ВПЕРВЫЕ на русском языке! Поразительная исповедь прекраснейшей, самой страстной и «роковой» женщины Ренессанса. Признание в любви от легендарной Лукреции Борджиа, которую в юности считали величайшей грешницей Эпохи Возрождения, а в третьем замужестве – почти святой. В 1505 году Ватикан потребовал от Лукреции не только письменно покаяться в собственных грехах, но и дать показания против отца и брата. К тому времени папа Александр Борджиа был уже в могиле, а Чезаре Борджиа томился в испанском плену. И новый папа приказал Лукреции публично обличить родных, подтвердить все грязные слухи, ходившие о «чудовищах Борджиа», признать обвинения в разврате, кровосмешении, мздоимстве, симонии и бесчисленных убийствах, которые приписывали ее семье. Согласилась ли Лукреция отречься от близких и предать любовь всей своей жизни? Покаялась ли в грехах? Что поведала о самых сокровенных любовных тайнах Ренессанса? Читайте эту удивительно искреннюю и чувственную книгу – исповедь «СВЯТОЙ ГРЕШНИЦЫ» Эпохи Возрождения, недавно обнаруженную в секретных архивах Ватикана и впервые переведенную на русский язык!
Приведённый ознакомительный фрагмент книги Исповедь «святой грешницы». Любовный дневник эпохи Возрождения предоставлен нашим книжным партнёром — компанией ЛитРес.
Купить и скачать полную версию книги в форматах FB2, ePub, MOBI, TXT, HTML, RTF и других
Глава первая. Gluttony (Чревоугодие)
Не знаю, за что этот грех попал в смертные. Так ли он страшен для человека? Неужели любовь к хорошей пище опасней любви к хорошей музыке или поэзии?
Страдала ли я чревоугодием? И да, и нет.
Confessus pro judicato habetur (сознавшийся считается осужденным — лат.).
Сознаюсь, что любила и люблю вкусно поесть и предпочитаю изысканную пищу грубому хлебу, украшенный стол и присутствие музыкантов на пиру убогому грязному столу в придорожной таверне, хорошее вино воде, а искусство опытного повара деяниям простой кухарки. При этом не страдаю от несварения желудка, поскольку не перегружаю его без меры, предпочитая оставлять место «для раздумий».
И я предпочту лечь спать голодной, чем съесть или выпить что попало. Это не капризы, а природная брезгливость. Я могу сидеть на хлебе и воде, если знаю, что хлеб испечен чистыми руками, а вода не набрана в луже на дороге.
Если это преступно — я преступница.
Чезаре также, он никогда не требовал для себя особых условий. Мне кажется, что Чезаре иногда даже не замечал, что именно ест или пьет. Брат одержим другим.

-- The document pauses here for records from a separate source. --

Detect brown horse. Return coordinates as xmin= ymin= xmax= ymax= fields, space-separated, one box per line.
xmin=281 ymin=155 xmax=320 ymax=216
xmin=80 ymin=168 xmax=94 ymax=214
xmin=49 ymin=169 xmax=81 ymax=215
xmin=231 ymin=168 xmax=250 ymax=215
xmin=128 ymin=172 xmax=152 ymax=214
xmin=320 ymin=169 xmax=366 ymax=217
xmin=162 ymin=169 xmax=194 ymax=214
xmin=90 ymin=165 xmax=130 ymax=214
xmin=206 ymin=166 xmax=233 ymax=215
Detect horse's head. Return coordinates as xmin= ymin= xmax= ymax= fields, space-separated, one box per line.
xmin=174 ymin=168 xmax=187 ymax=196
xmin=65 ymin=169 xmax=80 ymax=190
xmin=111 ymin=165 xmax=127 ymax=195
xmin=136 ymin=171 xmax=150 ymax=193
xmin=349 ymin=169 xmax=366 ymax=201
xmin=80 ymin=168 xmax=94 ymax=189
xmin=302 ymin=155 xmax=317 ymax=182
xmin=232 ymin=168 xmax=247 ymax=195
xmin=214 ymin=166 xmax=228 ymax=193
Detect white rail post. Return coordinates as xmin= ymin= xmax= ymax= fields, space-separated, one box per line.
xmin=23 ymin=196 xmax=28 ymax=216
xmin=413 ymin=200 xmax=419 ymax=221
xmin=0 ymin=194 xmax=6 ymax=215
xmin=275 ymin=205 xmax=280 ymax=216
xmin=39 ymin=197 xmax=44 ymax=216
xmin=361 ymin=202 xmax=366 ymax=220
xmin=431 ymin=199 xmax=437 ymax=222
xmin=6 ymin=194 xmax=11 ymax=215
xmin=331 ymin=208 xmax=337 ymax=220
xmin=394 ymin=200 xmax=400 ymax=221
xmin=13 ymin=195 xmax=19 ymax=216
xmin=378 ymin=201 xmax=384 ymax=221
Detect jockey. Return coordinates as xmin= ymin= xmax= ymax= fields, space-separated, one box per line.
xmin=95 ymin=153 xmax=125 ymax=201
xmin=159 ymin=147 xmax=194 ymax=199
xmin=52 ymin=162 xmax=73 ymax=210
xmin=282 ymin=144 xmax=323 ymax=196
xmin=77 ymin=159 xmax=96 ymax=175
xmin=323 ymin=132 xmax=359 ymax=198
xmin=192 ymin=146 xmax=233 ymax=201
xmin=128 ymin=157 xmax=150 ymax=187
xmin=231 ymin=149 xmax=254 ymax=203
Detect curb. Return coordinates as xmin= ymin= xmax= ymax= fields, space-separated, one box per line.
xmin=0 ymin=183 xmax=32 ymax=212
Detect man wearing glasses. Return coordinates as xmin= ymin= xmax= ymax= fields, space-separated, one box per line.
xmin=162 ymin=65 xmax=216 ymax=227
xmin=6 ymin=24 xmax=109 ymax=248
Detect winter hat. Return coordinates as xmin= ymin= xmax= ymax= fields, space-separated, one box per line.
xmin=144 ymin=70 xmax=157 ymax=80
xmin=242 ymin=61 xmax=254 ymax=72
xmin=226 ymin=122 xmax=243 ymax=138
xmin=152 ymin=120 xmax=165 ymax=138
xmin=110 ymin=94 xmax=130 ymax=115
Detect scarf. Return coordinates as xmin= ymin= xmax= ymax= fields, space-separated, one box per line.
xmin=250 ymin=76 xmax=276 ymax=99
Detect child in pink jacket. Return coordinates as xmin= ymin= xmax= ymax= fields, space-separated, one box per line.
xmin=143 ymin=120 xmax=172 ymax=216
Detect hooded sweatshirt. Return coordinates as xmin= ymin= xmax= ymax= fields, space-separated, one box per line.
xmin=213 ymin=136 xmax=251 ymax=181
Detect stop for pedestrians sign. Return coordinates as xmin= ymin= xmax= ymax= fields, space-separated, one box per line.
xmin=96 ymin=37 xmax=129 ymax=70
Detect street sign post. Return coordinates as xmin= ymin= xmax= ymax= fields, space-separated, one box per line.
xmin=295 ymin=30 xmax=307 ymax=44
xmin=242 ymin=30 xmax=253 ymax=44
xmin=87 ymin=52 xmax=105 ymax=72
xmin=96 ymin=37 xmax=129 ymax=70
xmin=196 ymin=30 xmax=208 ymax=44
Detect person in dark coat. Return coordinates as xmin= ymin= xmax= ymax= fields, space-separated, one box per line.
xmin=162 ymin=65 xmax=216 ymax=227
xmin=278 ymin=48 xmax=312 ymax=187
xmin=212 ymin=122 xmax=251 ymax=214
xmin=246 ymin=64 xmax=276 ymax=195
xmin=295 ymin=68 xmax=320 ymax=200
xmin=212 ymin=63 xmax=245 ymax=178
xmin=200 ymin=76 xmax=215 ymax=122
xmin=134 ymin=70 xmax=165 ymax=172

Моя мать Ваноцци Каттанеи умела подбирать поваров и наставлять их должным образом. Ловкий повар может ставить свои вкусы выше вкусов хозяев, он может постепенно приучить хозяев кушать то, что нравится лишь ему самому, либо то, что ему удается лучше другого.
Я знаю немало римских богатых домов, и не только римских, где именно так и происходит. Но этого никогда не бывало у нашей матери. Ваноцци Каттанеи умела настоять на своем и вынуждала поваров не только придумывать новые блюда, но и угождать ее вкусу, который был весьма взыскателен. В нашем доме я привыкла отдавать должное не только самим блюдам, но и приправам или соусам к ним, а также тому, как еда украшена и подается на стол.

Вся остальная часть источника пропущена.